Reputation: 491
I have a config file (csv) :
Column name;Function;Args
Region;function1;arg1
Country;function2;arg1, arg2
email;function3;arg1
...
And i want to apply a specific Function from my config file to a specific column in my csv file (fileIn
large file > 1GB) using dask, pandas or standard csv:
Region;Country;name
Europe;Slovakia;Mark
Asia;china;Steeve
...
Is there a a clean way to iterate over the config file ?
df = pd.read_csv(fileIn, sep=';', low_memory=True, chunksize=1000000, error_bad_lines=False)
for chunk in df
chunk['Region'] = chunk['Region'].apply(lambda x: MyClass.function1(args1))
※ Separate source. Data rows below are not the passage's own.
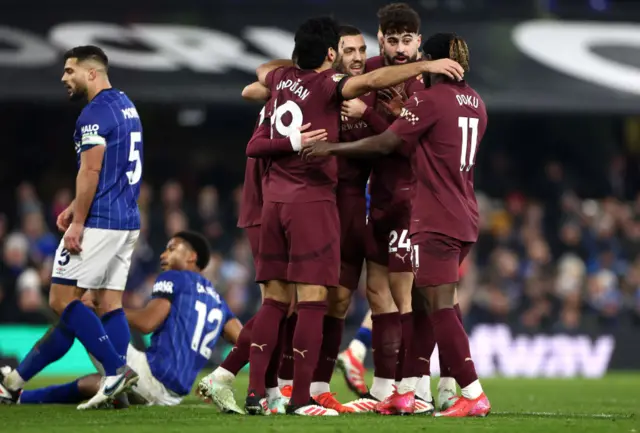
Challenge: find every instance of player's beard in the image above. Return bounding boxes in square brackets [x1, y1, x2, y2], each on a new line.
[384, 53, 418, 65]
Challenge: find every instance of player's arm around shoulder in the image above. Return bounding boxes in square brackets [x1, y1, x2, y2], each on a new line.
[125, 271, 179, 334]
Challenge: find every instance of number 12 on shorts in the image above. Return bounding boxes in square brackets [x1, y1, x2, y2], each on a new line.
[458, 117, 480, 171]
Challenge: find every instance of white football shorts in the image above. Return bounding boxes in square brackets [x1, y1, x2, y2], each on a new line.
[127, 345, 182, 406]
[51, 228, 140, 290]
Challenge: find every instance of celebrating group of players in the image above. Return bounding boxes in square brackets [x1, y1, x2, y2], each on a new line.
[199, 3, 490, 417]
[0, 3, 490, 417]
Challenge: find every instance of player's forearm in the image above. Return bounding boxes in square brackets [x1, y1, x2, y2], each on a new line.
[362, 107, 391, 134]
[342, 61, 428, 99]
[331, 135, 395, 158]
[124, 308, 158, 334]
[242, 81, 271, 102]
[73, 167, 100, 224]
[246, 137, 300, 158]
[256, 59, 293, 86]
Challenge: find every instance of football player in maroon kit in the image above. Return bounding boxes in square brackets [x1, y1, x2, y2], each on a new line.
[238, 18, 462, 416]
[303, 33, 491, 417]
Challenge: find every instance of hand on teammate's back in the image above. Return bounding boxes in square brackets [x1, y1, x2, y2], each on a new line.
[378, 86, 409, 117]
[422, 59, 464, 81]
[64, 223, 84, 254]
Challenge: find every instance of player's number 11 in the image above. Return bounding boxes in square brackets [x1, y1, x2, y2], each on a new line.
[458, 117, 480, 171]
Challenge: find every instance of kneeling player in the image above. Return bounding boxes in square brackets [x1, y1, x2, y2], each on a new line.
[0, 232, 242, 411]
[303, 33, 491, 417]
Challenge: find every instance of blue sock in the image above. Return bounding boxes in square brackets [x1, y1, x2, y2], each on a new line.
[16, 323, 75, 382]
[102, 308, 131, 363]
[20, 380, 85, 404]
[355, 327, 371, 349]
[60, 299, 124, 376]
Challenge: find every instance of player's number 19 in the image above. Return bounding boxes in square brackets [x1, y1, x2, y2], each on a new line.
[458, 117, 480, 171]
[127, 131, 142, 185]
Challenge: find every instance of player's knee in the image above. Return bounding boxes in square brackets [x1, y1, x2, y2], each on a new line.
[433, 284, 456, 311]
[49, 284, 78, 316]
[263, 280, 292, 304]
[296, 284, 327, 302]
[327, 286, 351, 319]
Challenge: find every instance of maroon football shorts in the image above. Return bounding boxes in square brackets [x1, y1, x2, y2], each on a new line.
[256, 201, 340, 287]
[244, 225, 260, 269]
[338, 190, 367, 290]
[411, 232, 474, 287]
[365, 203, 412, 272]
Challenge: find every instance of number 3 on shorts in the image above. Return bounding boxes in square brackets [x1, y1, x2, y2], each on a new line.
[389, 230, 411, 253]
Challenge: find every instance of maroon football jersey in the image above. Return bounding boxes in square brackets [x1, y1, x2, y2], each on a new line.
[365, 56, 424, 208]
[238, 103, 271, 228]
[390, 81, 487, 242]
[338, 92, 380, 196]
[263, 66, 344, 203]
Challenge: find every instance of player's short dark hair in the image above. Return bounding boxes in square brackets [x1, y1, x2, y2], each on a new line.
[294, 17, 340, 69]
[378, 3, 420, 35]
[173, 231, 211, 270]
[339, 25, 362, 37]
[422, 33, 470, 72]
[64, 45, 109, 68]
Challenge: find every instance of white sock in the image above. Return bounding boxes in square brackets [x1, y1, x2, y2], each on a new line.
[349, 339, 367, 362]
[309, 382, 331, 397]
[438, 377, 456, 394]
[267, 387, 282, 401]
[398, 377, 420, 394]
[462, 379, 482, 400]
[213, 367, 236, 383]
[89, 353, 106, 376]
[416, 376, 433, 401]
[278, 378, 293, 388]
[369, 377, 395, 401]
[4, 370, 26, 391]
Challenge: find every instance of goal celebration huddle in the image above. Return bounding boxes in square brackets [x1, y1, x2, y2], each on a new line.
[0, 3, 491, 417]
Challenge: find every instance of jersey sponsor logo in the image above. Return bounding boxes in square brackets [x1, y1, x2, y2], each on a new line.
[152, 281, 173, 295]
[121, 107, 140, 119]
[80, 124, 100, 135]
[400, 108, 420, 126]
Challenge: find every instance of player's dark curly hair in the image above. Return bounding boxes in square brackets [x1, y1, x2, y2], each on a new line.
[294, 17, 340, 69]
[173, 231, 211, 270]
[64, 45, 109, 69]
[422, 33, 470, 72]
[378, 3, 420, 35]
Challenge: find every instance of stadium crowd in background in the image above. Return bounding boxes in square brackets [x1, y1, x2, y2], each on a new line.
[0, 159, 640, 332]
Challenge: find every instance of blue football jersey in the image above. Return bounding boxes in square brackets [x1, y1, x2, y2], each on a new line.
[147, 271, 234, 395]
[73, 89, 143, 230]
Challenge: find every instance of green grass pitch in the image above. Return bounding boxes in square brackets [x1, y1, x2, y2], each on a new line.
[0, 374, 640, 433]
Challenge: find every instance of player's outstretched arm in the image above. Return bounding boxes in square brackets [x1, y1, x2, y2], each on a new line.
[222, 317, 242, 345]
[242, 81, 271, 102]
[301, 130, 402, 159]
[256, 59, 293, 86]
[246, 123, 327, 158]
[341, 59, 464, 99]
[124, 298, 171, 334]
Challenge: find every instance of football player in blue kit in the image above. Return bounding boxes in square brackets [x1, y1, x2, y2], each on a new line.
[1, 232, 242, 410]
[0, 46, 143, 409]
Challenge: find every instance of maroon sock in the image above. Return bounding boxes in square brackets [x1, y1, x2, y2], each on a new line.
[264, 322, 285, 389]
[249, 299, 289, 396]
[396, 313, 418, 382]
[313, 316, 344, 383]
[431, 308, 478, 388]
[410, 311, 436, 377]
[438, 304, 464, 377]
[291, 301, 327, 406]
[453, 304, 464, 328]
[278, 313, 298, 380]
[220, 316, 256, 376]
[371, 313, 402, 379]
chunk['Country'] = chunk['Country'].apply(lambda x: MyClass.function2(arg1, arg2))
chunk['email'] = chunk['email'].apply(lambda x: MyClass.function3(arg1))
chunk['Region'].to_csv(fileOut, index=False, header=True, sep=';')
...
here is an example of one of my functions called in my config file :
def function1(value, replaceWith):
text = re.sub(r'[^ ]', replaceWith, value)
return text
Upvotes: 1
Views: 1063
Reputation: 9941
You can set up a dict with functions and apply it to the chunk dataframe on each iteration.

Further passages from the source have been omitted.